Almost half of new hires fail inside 18 months. That's not me guessing. Leadership IQ tracked 20,000 hires and found 46% washed out within a year and a half. And 89% of those failures came down to attitude, not skills. Coachability, temperament, motivation, the ability to take feedback without melting down.

Read that again. Nine out of ten bad hires weren't dumb. They could do the math on a resume and still cost you payroll, training, morale, and the six months it takes to admit you were wrong.

The reason it keeps happening is simple. Most owners hire on a gut feel from one good interview. One conversation, one impression, one decision. You can't measure character in a single sitting. Character shows up over time, across different settings, when somebody doesn't know they're being watched.

So I built a system that watches over time. Ten phases. Each one is another touchpoint where a candidate either confirms they're the real deal or quietly shows you they're not. By the time you reach phase ten, you're not hoping. You know.
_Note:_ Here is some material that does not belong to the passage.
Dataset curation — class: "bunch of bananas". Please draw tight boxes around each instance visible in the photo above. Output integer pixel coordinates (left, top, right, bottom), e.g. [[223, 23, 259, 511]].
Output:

Here's the whole thing, start to finish.

Phase 1: Evaluate the Need

Before you write a single job ad, ask yourself a harder question. Do you actually need to hire?

Half the time the answer is no. The work piled up because a process is broken, a current employee is underperforming, or you said yes to business you shouldn't have taken. Hiring a body to cover a mess just gives you a bigger mess with a paycheck attached.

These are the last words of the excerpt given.